Alwaght- The Myanmar military-backed regime has categorically rejected calls that the country’s Rohingya Muslims be granted citizenship.
“Our government’s stance is that we wholly reject use of the term ‘Rohingya’. We will grant citizenship rights to Bengali people who have stayed within the boundary of Rakhine [Arakan] State based on the 1982 Citizenship Law,” read a social media post shared by Minister of Information Ye Htut, using the government’s preferred term to refer to the stateless minority.
The minister’s comments were made in the wake of the United Nations’ Universal Periodic Review, a comprehensive human rights examination comprising recommendations from foreign governments, rights groups and civil society.

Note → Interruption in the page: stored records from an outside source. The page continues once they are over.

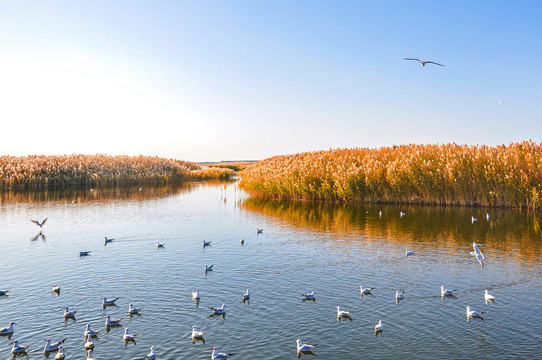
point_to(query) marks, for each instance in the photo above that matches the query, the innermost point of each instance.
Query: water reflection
(512, 231)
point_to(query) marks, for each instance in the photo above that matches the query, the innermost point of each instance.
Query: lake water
(304, 247)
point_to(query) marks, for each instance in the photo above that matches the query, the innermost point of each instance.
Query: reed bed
(40, 171)
(449, 174)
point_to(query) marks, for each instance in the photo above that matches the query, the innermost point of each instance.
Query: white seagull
(197, 334)
(38, 223)
(304, 347)
(89, 345)
(8, 329)
(342, 313)
(112, 322)
(446, 292)
(151, 355)
(16, 349)
(220, 310)
(216, 355)
(52, 347)
(423, 62)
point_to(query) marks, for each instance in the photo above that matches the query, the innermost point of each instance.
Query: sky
(246, 80)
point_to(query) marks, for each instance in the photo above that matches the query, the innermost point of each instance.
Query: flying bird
(423, 62)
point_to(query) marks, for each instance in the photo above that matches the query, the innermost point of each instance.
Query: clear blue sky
(216, 80)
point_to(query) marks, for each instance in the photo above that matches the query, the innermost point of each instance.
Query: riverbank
(449, 174)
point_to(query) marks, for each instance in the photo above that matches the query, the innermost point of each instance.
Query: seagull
(220, 310)
(132, 310)
(151, 355)
(110, 322)
(196, 334)
(40, 224)
(473, 313)
(60, 354)
(52, 347)
(342, 313)
(127, 336)
(89, 331)
(217, 355)
(304, 347)
(106, 302)
(8, 329)
(68, 313)
(423, 62)
(16, 349)
(89, 345)
(489, 297)
(446, 292)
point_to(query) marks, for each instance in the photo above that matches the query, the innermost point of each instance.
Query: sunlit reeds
(506, 175)
(91, 170)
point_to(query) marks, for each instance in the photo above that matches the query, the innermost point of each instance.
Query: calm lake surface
(304, 247)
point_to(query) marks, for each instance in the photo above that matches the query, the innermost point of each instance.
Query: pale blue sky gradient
(217, 80)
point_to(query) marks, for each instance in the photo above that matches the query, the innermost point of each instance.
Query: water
(327, 248)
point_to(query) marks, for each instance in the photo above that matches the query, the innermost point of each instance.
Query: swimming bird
(89, 331)
(52, 347)
(423, 62)
(342, 313)
(60, 354)
(109, 302)
(40, 224)
(309, 296)
(151, 355)
(197, 334)
(304, 347)
(220, 310)
(132, 310)
(16, 349)
(127, 336)
(489, 297)
(446, 292)
(8, 329)
(89, 345)
(112, 322)
(473, 313)
(68, 313)
(216, 355)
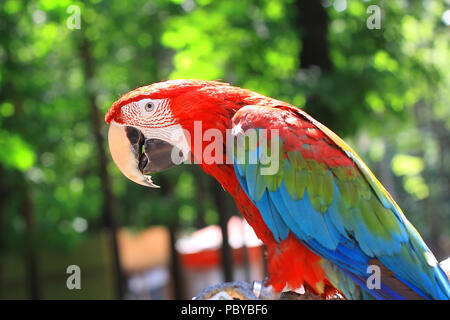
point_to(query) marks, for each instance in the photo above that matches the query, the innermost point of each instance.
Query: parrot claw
(150, 183)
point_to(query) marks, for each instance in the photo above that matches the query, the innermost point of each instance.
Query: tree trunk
(30, 250)
(108, 198)
(313, 26)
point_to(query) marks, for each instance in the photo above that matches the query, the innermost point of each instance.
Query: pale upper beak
(126, 156)
(137, 156)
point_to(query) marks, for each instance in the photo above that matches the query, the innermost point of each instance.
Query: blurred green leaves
(16, 153)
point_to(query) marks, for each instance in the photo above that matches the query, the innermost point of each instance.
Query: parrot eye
(149, 107)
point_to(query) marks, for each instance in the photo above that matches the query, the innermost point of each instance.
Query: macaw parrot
(327, 222)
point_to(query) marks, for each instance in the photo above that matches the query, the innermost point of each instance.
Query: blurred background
(375, 72)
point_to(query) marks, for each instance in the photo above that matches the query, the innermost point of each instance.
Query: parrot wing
(325, 195)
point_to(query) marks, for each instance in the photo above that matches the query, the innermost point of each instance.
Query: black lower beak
(153, 155)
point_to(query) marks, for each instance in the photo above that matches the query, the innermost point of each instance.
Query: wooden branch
(240, 290)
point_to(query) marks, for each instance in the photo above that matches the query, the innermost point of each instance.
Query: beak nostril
(136, 139)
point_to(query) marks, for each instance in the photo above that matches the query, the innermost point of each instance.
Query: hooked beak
(137, 156)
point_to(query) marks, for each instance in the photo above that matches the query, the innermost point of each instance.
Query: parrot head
(151, 127)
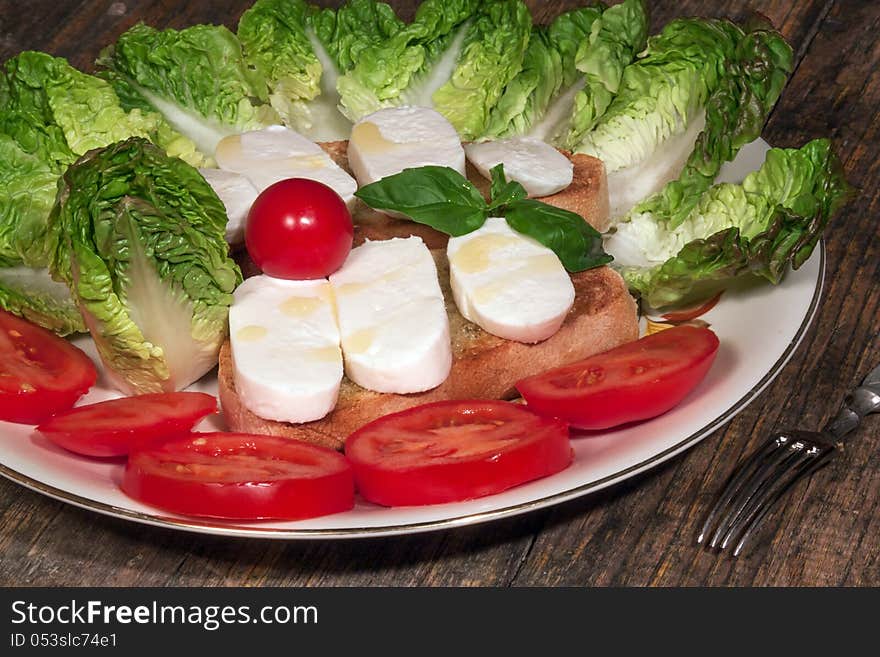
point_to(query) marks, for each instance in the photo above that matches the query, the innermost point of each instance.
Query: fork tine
(797, 454)
(735, 483)
(805, 468)
(758, 478)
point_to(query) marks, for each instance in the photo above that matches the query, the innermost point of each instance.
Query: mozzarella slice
(392, 317)
(391, 140)
(534, 164)
(285, 348)
(508, 283)
(237, 194)
(276, 153)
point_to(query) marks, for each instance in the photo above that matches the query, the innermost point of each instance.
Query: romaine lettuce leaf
(601, 58)
(31, 293)
(196, 78)
(300, 51)
(770, 222)
(385, 70)
(735, 114)
(701, 89)
(140, 243)
(52, 113)
(27, 192)
(492, 54)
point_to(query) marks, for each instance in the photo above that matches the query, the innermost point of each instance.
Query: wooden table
(640, 532)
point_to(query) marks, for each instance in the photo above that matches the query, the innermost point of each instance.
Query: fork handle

The Burmese government rejected more than half of the review’s 281 recommendations, including all those related to restoring civil and political rights to the country’s stateless Rohingya Muslim minority, estimated to be 1.1 million people overwhelmingly concentrated in northern Arakan State.
The Myanmar regime categorizes most of the 1.3 million Rohingyas as Bengalis, implying they are illegal migrants from neighboring Bangladesh.
Myanmar Rohingya Muslims mostly live the western state of Rakhine where they have faced state orchestrated repression by extremist Buddhists.
Over 1.3 million Rohingya Muslims in Myanmar live in desperation following decades of persecution and discrimination including being denied citizenship, controls on their movements, family size and access to jobs.
In recent years, a large number of Rohingya Muslims have been killed and thousands displaced in attacks by extremist Buddhists, especially in Rakhine State. According to the United Nations , Rohingya Muslims are one of the most persecuted minorities in the world.